Die Konkurrenz wird immer größer

Bei EuroWind arbeiten Energiemeteorologen ständig daran, die Fehlerquote ihrer Vorhersagen zu minimieren. Nur wer die treffsichersten Prognosen liefert, kann sich auf dem Markt behaupten, weiß der Energiemeteorologe Sperling nur zu gut. "Die Konkurrenz wird natürlich auch größer", der Meteorologe zuckt mit den Schultern. "Es gibt immer mehr Anbieter die ähnliche Produkte anbieten." EuroWind war einer der ersten auf dem deutschen Markt. Mittlerweile gibt es rund 20 solcher Wetteranbieter.

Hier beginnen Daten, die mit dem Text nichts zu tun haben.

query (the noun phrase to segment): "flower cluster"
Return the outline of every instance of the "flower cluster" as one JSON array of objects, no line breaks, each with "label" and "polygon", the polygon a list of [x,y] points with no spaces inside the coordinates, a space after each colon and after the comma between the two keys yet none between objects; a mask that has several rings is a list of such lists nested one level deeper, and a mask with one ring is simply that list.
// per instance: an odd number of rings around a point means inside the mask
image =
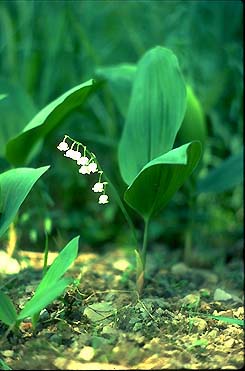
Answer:
[{"label": "flower cluster", "polygon": [[[69,144],[67,143],[67,139],[72,142],[71,146],[69,146]],[[79,147],[82,147],[82,153],[79,151]],[[86,146],[70,138],[68,135],[65,135],[64,139],[62,140],[62,142],[59,143],[57,148],[59,151],[65,152],[65,157],[69,157],[77,162],[77,164],[80,166],[80,174],[99,174],[98,182],[94,184],[94,186],[92,187],[92,191],[94,191],[95,193],[102,193],[99,196],[99,204],[107,204],[109,202],[108,195],[105,194],[107,182],[101,181],[103,171],[98,164],[96,156],[91,153],[86,148]]]}]

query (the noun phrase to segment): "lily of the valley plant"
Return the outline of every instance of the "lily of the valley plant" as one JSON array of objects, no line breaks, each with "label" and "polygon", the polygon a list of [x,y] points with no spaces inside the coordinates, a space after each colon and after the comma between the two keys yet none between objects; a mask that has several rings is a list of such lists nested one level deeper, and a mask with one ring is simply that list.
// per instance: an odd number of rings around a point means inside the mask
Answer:
[{"label": "lily of the valley plant", "polygon": [[[82,152],[80,152],[80,147],[82,148]],[[102,181],[103,171],[95,154],[90,152],[82,143],[69,137],[69,135],[64,136],[64,139],[59,143],[57,148],[59,151],[64,152],[65,157],[69,157],[76,161],[77,165],[80,167],[78,170],[80,174],[89,175],[98,173],[99,178],[92,187],[92,191],[101,193],[98,199],[99,204],[107,204],[109,202],[108,195],[105,193],[107,182]]]},{"label": "lily of the valley plant", "polygon": [[133,77],[118,152],[120,172],[127,185],[124,200],[144,220],[142,247],[136,248],[138,292],[144,285],[150,221],[190,176],[201,157],[199,141],[173,149],[186,106],[186,84],[176,56],[163,47],[146,52]]}]

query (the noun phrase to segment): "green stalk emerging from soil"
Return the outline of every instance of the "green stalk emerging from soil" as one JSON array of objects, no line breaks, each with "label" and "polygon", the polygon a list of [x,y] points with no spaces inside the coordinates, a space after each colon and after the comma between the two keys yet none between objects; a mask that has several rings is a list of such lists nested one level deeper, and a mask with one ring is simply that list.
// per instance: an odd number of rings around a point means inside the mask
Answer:
[{"label": "green stalk emerging from soil", "polygon": [[142,249],[136,252],[136,289],[139,295],[142,293],[145,280],[146,253],[148,245],[149,218],[145,220]]}]

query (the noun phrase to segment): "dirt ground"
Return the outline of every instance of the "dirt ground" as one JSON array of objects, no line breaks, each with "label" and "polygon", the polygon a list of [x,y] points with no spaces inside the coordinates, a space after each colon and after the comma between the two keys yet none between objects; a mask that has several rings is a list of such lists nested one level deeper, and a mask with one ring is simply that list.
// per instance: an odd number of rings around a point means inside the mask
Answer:
[{"label": "dirt ground", "polygon": [[[50,254],[50,261],[55,254]],[[1,290],[22,308],[41,272],[42,254],[21,252],[21,271],[1,274]],[[135,291],[134,256],[122,249],[81,253],[76,279],[41,312],[36,331],[0,323],[0,358],[14,370],[239,369],[244,330],[210,315],[243,319],[243,262],[190,268],[154,246],[145,289]],[[1,369],[1,367],[0,367]],[[3,366],[2,366],[2,369]]]}]

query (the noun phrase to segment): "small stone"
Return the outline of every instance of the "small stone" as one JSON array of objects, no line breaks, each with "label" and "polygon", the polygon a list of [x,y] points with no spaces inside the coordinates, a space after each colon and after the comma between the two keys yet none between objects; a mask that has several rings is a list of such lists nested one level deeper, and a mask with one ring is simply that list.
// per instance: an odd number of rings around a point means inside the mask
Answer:
[{"label": "small stone", "polygon": [[186,295],[181,299],[182,304],[184,305],[196,305],[200,301],[200,296],[195,294]]},{"label": "small stone", "polygon": [[214,300],[226,301],[226,300],[230,300],[230,299],[232,299],[232,296],[228,292],[226,292],[222,289],[219,289],[219,288],[215,290]]},{"label": "small stone", "polygon": [[207,322],[202,318],[194,318],[193,324],[198,330],[198,332],[203,332],[207,328]]},{"label": "small stone", "polygon": [[113,264],[113,267],[121,272],[124,272],[128,266],[129,262],[125,259],[119,259]]},{"label": "small stone", "polygon": [[11,358],[14,355],[14,351],[11,350],[11,349],[3,350],[1,353],[6,358],[8,358],[8,357]]},{"label": "small stone", "polygon": [[82,348],[82,350],[78,354],[78,358],[89,362],[94,358],[94,354],[94,348],[86,346]]},{"label": "small stone", "polygon": [[225,347],[227,347],[227,348],[232,348],[233,345],[234,345],[234,343],[235,343],[235,340],[234,340],[234,339],[229,339],[229,340],[226,340],[226,341],[225,341],[224,345],[225,345]]},{"label": "small stone", "polygon": [[176,275],[184,275],[190,271],[190,268],[187,267],[185,263],[174,264],[171,268],[171,273]]},{"label": "small stone", "polygon": [[16,259],[11,258],[5,251],[0,251],[0,273],[15,274],[20,272],[20,265]]}]

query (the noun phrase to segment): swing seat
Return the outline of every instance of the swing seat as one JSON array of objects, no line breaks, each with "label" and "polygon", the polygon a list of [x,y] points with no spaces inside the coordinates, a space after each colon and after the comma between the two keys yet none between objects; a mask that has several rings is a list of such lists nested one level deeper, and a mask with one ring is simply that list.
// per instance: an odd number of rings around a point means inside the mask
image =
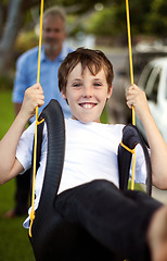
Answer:
[{"label": "swing seat", "polygon": [[[51,100],[43,109],[40,119],[44,119],[48,129],[48,158],[39,207],[29,237],[37,261],[118,261],[108,249],[97,241],[78,224],[66,222],[54,209],[61,181],[64,151],[65,125],[62,109],[56,100]],[[37,165],[40,159],[42,125],[38,126]],[[124,128],[123,142],[130,149],[141,144],[146,160],[147,192],[151,194],[151,164],[144,141],[132,125]],[[131,153],[118,148],[118,167],[120,189],[127,189]]]}]

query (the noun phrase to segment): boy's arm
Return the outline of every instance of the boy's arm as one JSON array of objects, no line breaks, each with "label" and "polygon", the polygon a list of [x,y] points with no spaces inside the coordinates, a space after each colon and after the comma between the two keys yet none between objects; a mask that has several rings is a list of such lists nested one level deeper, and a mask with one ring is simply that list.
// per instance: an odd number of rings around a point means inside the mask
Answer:
[{"label": "boy's arm", "polygon": [[36,107],[43,105],[43,98],[40,84],[34,85],[25,91],[21,111],[0,141],[0,184],[10,181],[23,171],[22,164],[15,158],[17,144],[27,122],[35,115]]},{"label": "boy's arm", "polygon": [[137,116],[145,129],[151,149],[153,185],[167,189],[167,144],[151,114],[145,92],[136,85],[130,86],[127,90],[127,104],[130,109],[134,107]]}]

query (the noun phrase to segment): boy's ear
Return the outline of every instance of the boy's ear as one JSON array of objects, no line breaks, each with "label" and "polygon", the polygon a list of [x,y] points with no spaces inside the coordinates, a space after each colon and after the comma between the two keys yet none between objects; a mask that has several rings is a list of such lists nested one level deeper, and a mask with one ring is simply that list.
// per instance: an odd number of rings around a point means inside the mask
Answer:
[{"label": "boy's ear", "polygon": [[108,92],[107,92],[107,97],[106,97],[107,99],[111,98],[112,92],[113,92],[113,85],[111,85],[110,90],[108,90]]}]

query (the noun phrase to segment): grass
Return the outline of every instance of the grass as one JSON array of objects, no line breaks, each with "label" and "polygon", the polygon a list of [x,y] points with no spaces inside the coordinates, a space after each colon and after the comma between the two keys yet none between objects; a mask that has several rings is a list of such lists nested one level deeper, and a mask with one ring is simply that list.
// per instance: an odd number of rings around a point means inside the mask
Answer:
[{"label": "grass", "polygon": [[[11,94],[11,90],[0,91],[0,139],[14,120]],[[107,122],[105,110],[101,120]],[[0,187],[0,261],[35,261],[28,232],[22,225],[26,216],[13,220],[2,217],[5,211],[14,207],[14,192],[15,179]]]}]

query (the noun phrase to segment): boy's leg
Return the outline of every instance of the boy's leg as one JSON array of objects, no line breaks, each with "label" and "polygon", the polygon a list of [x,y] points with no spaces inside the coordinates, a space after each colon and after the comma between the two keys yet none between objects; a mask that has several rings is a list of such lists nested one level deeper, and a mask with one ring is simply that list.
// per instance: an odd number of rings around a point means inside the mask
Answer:
[{"label": "boy's leg", "polygon": [[145,194],[124,195],[112,183],[100,179],[68,189],[55,201],[65,220],[81,224],[117,256],[136,261],[147,261],[146,232],[160,206]]}]

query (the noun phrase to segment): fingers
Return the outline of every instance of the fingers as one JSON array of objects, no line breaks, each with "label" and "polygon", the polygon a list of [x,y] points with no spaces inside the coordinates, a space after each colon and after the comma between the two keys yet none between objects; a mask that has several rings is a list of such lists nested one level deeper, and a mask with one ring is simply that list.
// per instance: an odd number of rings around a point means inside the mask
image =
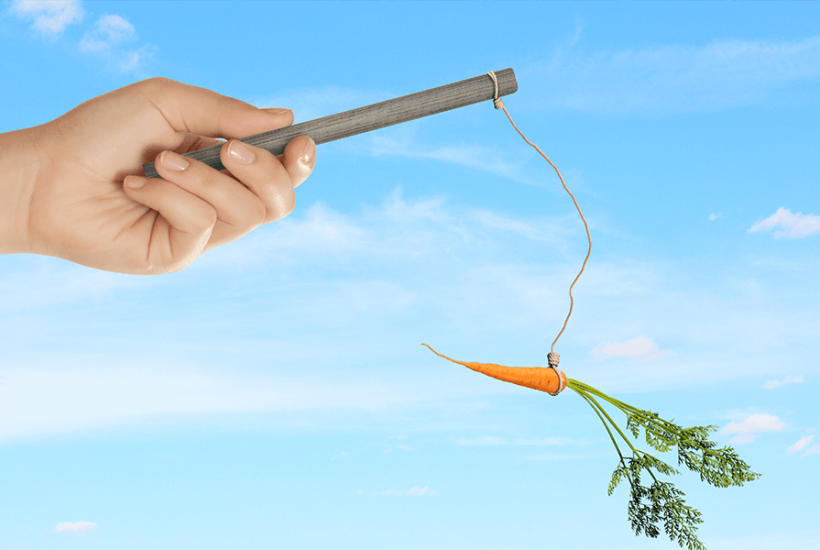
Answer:
[{"label": "fingers", "polygon": [[249,103],[168,78],[135,84],[178,132],[243,138],[293,124],[290,109],[258,109]]},{"label": "fingers", "polygon": [[[300,137],[288,144],[278,158],[264,149],[232,140],[222,147],[221,158],[227,172],[219,172],[171,151],[164,151],[156,159],[157,171],[164,183],[204,201],[215,212],[216,221],[206,249],[233,241],[263,223],[290,214],[296,204],[294,187],[310,175],[316,146],[310,138]],[[146,187],[164,189],[157,181],[162,180],[150,180]],[[139,193],[132,193],[129,186],[125,189],[134,200],[143,202]],[[161,196],[171,200],[168,192]],[[162,213],[153,204],[143,204]],[[168,221],[175,225],[172,219]]]},{"label": "fingers", "polygon": [[135,224],[133,228],[151,233],[145,252],[148,272],[178,271],[202,254],[216,223],[216,211],[210,204],[160,179],[128,176],[123,189],[131,198],[160,214],[153,220],[145,220],[150,227]]},{"label": "fingers", "polygon": [[220,159],[236,179],[259,197],[265,207],[262,223],[270,223],[293,211],[294,188],[312,172],[316,144],[307,136],[298,137],[277,158],[264,149],[232,140],[220,151]]}]

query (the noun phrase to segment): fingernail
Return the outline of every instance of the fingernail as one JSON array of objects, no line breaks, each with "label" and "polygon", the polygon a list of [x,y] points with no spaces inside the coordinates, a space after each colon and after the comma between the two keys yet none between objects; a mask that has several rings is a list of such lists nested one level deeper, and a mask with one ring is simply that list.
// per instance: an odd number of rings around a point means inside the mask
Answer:
[{"label": "fingernail", "polygon": [[290,109],[284,109],[282,107],[265,107],[262,110],[272,115],[286,115],[291,112]]},{"label": "fingernail", "polygon": [[308,138],[305,148],[302,149],[302,154],[299,156],[299,162],[305,166],[310,166],[316,160],[316,142]]},{"label": "fingernail", "polygon": [[141,176],[128,176],[123,182],[126,187],[130,187],[131,189],[145,187],[146,183],[148,183],[148,178],[143,178]]},{"label": "fingernail", "polygon": [[191,165],[188,159],[182,155],[174,153],[173,151],[163,151],[159,161],[166,168],[177,172],[182,172]]},{"label": "fingernail", "polygon": [[230,145],[228,145],[228,156],[231,157],[231,160],[238,162],[239,164],[250,164],[253,162],[253,159],[256,158],[256,155],[253,154],[244,143],[241,141],[232,141]]}]

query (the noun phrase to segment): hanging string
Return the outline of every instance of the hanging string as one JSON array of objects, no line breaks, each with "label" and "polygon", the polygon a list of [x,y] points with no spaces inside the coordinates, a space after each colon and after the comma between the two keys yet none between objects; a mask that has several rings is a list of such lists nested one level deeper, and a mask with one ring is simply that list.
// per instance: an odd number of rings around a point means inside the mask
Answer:
[{"label": "hanging string", "polygon": [[567,328],[567,323],[569,322],[569,318],[572,315],[572,308],[575,305],[575,300],[572,297],[572,288],[575,286],[575,283],[578,282],[578,279],[581,278],[581,274],[584,272],[584,269],[587,266],[587,261],[589,260],[589,255],[592,253],[592,237],[589,235],[589,225],[587,224],[586,218],[584,218],[584,213],[581,212],[581,207],[578,206],[578,201],[575,200],[575,195],[572,194],[572,191],[569,190],[569,187],[567,187],[567,184],[564,182],[564,178],[563,178],[563,176],[561,176],[561,172],[558,170],[558,167],[555,166],[552,163],[552,161],[549,159],[549,157],[547,155],[545,155],[544,152],[541,149],[539,149],[536,144],[534,144],[533,142],[528,140],[524,136],[524,134],[521,133],[521,130],[519,130],[518,126],[515,125],[515,122],[513,122],[512,117],[510,116],[510,113],[507,111],[507,108],[504,106],[504,101],[500,97],[498,97],[498,79],[496,78],[495,73],[493,71],[489,71],[487,74],[490,75],[490,78],[493,79],[493,86],[495,86],[495,94],[494,94],[494,97],[493,97],[493,105],[495,106],[496,109],[502,109],[504,111],[504,114],[507,115],[508,119],[510,119],[510,124],[513,125],[513,128],[515,128],[515,131],[518,132],[518,134],[522,138],[524,138],[524,141],[526,141],[536,151],[538,151],[538,153],[542,157],[544,157],[544,159],[547,162],[550,163],[550,166],[552,166],[553,169],[555,169],[555,173],[558,174],[558,179],[561,180],[561,185],[564,186],[564,190],[567,193],[569,193],[570,197],[572,197],[572,202],[575,203],[575,208],[578,209],[578,214],[581,215],[581,221],[584,222],[584,229],[586,229],[586,232],[587,232],[587,241],[589,241],[589,248],[587,249],[587,256],[586,256],[586,258],[584,258],[583,265],[581,265],[581,271],[578,272],[578,275],[575,276],[575,280],[572,281],[571,285],[569,285],[569,313],[567,313],[567,318],[564,319],[564,326],[561,327],[561,332],[559,332],[558,336],[555,337],[555,340],[552,342],[552,346],[550,347],[550,352],[547,354],[547,363],[549,364],[550,367],[556,368],[556,367],[558,367],[558,360],[559,360],[560,356],[557,353],[555,353],[555,344],[558,342],[558,339],[561,338],[561,335],[564,334],[564,330],[566,330],[566,328]]}]

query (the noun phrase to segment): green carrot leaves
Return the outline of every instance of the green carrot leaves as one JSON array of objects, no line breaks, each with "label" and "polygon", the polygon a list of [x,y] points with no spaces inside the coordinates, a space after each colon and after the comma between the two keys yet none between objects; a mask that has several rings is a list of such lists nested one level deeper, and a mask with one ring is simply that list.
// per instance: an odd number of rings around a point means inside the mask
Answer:
[{"label": "green carrot leaves", "polygon": [[[612,495],[622,480],[629,481],[631,493],[628,514],[635,534],[644,533],[656,538],[662,525],[670,540],[677,540],[681,547],[706,550],[696,535],[697,526],[703,523],[701,513],[686,505],[682,491],[672,483],[659,481],[655,476],[655,472],[667,476],[680,472],[651,454],[636,449],[596,398],[626,414],[626,429],[635,439],[640,437],[643,429],[646,444],[653,449],[665,453],[677,447],[678,465],[700,474],[701,481],[715,487],[742,486],[747,481],[754,481],[760,474],[750,471],[749,465],[740,459],[732,447],[716,448],[717,444],[708,439],[709,434],[717,430],[715,426],[683,428],[675,424],[674,420],[664,420],[657,413],[627,405],[577,380],[568,379],[567,387],[592,407],[615,445],[619,460],[607,493]],[[631,456],[624,456],[621,452],[610,426],[632,451]],[[641,484],[641,473],[644,470],[652,478],[649,486]]]}]

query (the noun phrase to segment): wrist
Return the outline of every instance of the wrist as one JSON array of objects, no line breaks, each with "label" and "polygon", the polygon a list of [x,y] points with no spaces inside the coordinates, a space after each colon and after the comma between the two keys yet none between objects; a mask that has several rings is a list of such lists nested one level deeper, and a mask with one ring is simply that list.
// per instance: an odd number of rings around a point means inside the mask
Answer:
[{"label": "wrist", "polygon": [[0,254],[30,251],[31,196],[39,173],[32,128],[0,134]]}]

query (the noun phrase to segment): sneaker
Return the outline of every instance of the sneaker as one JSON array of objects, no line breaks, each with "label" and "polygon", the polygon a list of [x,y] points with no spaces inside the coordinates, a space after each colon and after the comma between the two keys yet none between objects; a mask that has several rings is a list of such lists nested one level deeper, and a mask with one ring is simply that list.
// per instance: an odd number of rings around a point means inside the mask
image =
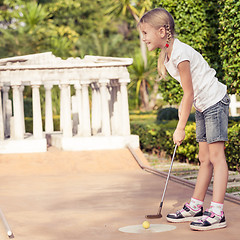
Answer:
[{"label": "sneaker", "polygon": [[171,213],[167,215],[167,220],[169,222],[177,223],[177,222],[191,222],[196,219],[199,219],[203,215],[203,207],[198,206],[195,210],[190,207],[188,203],[186,203],[180,211],[176,213]]},{"label": "sneaker", "polygon": [[217,215],[216,213],[207,209],[204,213],[202,218],[194,221],[190,224],[190,228],[193,230],[213,230],[224,228],[227,226],[226,219],[224,216],[224,212],[222,212],[221,216]]}]

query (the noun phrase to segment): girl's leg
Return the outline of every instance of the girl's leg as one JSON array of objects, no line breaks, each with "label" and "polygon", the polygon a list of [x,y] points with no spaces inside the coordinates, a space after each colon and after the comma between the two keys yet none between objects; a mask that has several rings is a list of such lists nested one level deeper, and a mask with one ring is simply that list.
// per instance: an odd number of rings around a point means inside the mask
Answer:
[{"label": "girl's leg", "polygon": [[200,169],[192,197],[200,201],[204,201],[213,173],[213,165],[210,161],[209,144],[207,142],[199,142],[198,156],[200,161]]},{"label": "girl's leg", "polygon": [[210,161],[214,168],[213,202],[223,203],[228,182],[228,166],[224,153],[224,142],[209,144]]}]

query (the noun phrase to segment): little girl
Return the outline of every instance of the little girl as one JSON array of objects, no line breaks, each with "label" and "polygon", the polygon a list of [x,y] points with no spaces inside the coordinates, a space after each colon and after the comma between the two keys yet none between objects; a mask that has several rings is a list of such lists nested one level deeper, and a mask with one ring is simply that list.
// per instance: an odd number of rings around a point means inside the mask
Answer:
[{"label": "little girl", "polygon": [[[143,41],[149,51],[161,49],[158,71],[162,78],[167,72],[183,88],[179,121],[173,141],[180,145],[185,138],[185,126],[192,108],[196,109],[196,140],[199,143],[200,169],[190,203],[174,214],[169,222],[190,221],[193,230],[226,227],[223,202],[228,181],[224,141],[228,140],[229,97],[227,87],[216,78],[216,71],[202,55],[175,38],[174,20],[163,8],[153,9],[139,21]],[[210,208],[203,212],[203,201],[214,174]]]}]

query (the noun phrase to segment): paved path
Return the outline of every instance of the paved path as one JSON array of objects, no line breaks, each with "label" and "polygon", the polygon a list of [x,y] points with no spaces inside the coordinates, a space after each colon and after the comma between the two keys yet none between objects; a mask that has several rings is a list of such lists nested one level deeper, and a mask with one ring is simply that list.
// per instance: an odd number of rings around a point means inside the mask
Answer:
[{"label": "paved path", "polygon": [[[0,207],[16,240],[240,239],[240,206],[228,201],[226,229],[195,232],[180,223],[170,232],[120,232],[157,213],[164,184],[164,178],[141,170],[127,149],[0,155]],[[170,181],[163,216],[182,207],[192,191]],[[150,223],[169,224],[165,218]]]}]

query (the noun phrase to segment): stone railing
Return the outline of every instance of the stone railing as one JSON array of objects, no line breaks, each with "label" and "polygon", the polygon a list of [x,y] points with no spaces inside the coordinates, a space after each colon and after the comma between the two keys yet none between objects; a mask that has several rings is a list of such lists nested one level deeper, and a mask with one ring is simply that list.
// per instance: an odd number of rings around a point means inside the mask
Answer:
[{"label": "stone railing", "polygon": [[[138,137],[130,134],[128,111],[127,66],[131,64],[130,58],[86,56],[62,60],[52,53],[0,59],[0,153],[11,149],[46,151],[47,142],[64,150],[122,148],[128,143],[137,147]],[[60,91],[60,132],[53,128],[54,85]],[[25,86],[32,88],[33,134],[25,132]],[[45,131],[40,86],[45,88]],[[76,93],[72,97],[71,86]]]}]

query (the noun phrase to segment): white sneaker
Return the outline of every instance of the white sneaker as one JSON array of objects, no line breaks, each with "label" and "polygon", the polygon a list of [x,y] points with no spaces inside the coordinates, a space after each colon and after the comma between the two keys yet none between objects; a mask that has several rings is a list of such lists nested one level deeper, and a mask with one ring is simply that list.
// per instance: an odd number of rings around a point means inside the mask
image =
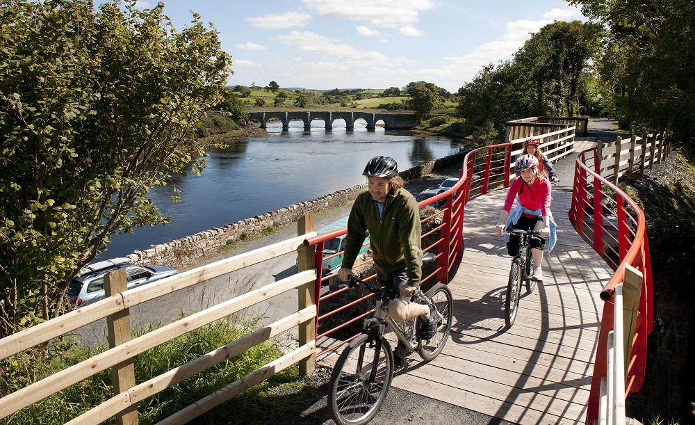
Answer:
[{"label": "white sneaker", "polygon": [[531,278],[539,282],[543,280],[543,271],[541,270],[540,266],[533,268],[533,273],[531,274]]}]

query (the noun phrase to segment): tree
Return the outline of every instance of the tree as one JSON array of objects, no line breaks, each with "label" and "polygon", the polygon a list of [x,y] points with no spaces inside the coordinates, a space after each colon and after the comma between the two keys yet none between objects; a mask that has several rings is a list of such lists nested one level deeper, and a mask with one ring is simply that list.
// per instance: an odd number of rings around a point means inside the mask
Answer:
[{"label": "tree", "polygon": [[410,109],[415,111],[415,118],[418,121],[432,113],[439,103],[439,90],[432,83],[425,83],[413,88],[411,99],[408,101]]},{"label": "tree", "polygon": [[134,3],[0,6],[0,337],[59,314],[113,235],[168,221],[149,190],[204,167],[230,56],[197,15],[179,31]]},{"label": "tree", "polygon": [[695,3],[570,3],[607,30],[598,67],[625,126],[668,129],[684,144],[695,144]]},{"label": "tree", "polygon": [[268,83],[267,87],[269,90],[272,91],[274,93],[277,90],[280,90],[280,86],[278,86],[277,83],[276,83],[275,81],[270,81],[270,83]]},{"label": "tree", "polygon": [[295,106],[300,108],[306,108],[306,105],[309,104],[309,97],[304,96],[304,95],[300,95],[295,99]]},{"label": "tree", "polygon": [[278,94],[275,95],[275,102],[276,106],[281,105],[282,104],[285,103],[286,100],[287,100],[287,93],[286,93],[285,92],[280,92]]}]

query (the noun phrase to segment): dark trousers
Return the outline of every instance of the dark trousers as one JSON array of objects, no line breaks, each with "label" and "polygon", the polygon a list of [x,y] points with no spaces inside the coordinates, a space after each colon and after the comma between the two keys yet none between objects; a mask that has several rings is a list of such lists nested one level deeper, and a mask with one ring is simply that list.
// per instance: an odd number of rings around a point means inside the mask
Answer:
[{"label": "dark trousers", "polygon": [[[514,229],[519,230],[530,230],[540,232],[543,230],[543,219],[540,217],[528,218],[521,216],[519,220],[514,226]],[[521,235],[512,233],[509,235],[509,241],[507,243],[507,253],[514,257],[519,252],[519,243],[521,243]],[[541,238],[537,234],[531,236],[531,248],[542,250],[546,248],[546,238]]]}]

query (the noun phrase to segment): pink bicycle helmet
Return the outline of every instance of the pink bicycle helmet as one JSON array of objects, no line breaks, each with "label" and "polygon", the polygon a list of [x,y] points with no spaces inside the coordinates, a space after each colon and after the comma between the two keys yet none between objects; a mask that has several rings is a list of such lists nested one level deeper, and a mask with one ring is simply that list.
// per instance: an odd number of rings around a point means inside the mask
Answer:
[{"label": "pink bicycle helmet", "polygon": [[526,170],[528,168],[535,168],[538,166],[538,159],[533,155],[521,155],[519,159],[516,160],[516,163],[514,165],[514,168],[516,168],[518,171],[521,171],[522,170]]}]

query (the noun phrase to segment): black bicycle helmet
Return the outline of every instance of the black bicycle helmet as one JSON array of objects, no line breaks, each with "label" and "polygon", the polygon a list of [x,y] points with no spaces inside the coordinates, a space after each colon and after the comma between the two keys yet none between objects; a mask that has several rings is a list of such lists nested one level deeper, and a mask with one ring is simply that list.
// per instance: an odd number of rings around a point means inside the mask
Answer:
[{"label": "black bicycle helmet", "polygon": [[398,164],[390,157],[375,157],[369,160],[362,175],[390,179],[398,174]]}]

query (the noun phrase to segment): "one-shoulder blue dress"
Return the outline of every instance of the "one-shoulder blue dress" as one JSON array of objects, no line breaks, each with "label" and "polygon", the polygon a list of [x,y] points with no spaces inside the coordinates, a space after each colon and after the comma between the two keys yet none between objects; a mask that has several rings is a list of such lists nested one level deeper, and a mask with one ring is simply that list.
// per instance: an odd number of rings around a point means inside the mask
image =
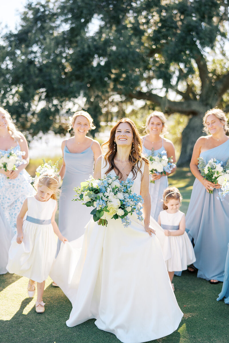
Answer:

Bislang laufe das Geschäft sehr gut, freut sich Sperling und zieht sein Polo-T-Shirt zurecht. Rund 80 Kunden hat er zurzeit und ständig kommen neue dazu, "Wir müssen gar nicht viel Energie auf eigenes Marketing verwenden", erzählt er. Häufig kämen Kunden auf EuroWind zu, um nach Informationen oder Daten zu fragen. Der Meteorologe Sperling ist sich sicher: Die Nachfrage nach Wetterprognosen wird weiterhin steigen. Die Entscheidung der Bundesregierung, aus der Atomenergie auszusteigen und die erneuerbaren Energien auszubauen, wird das Geschäft mit den Wetterdaten vorantreiben.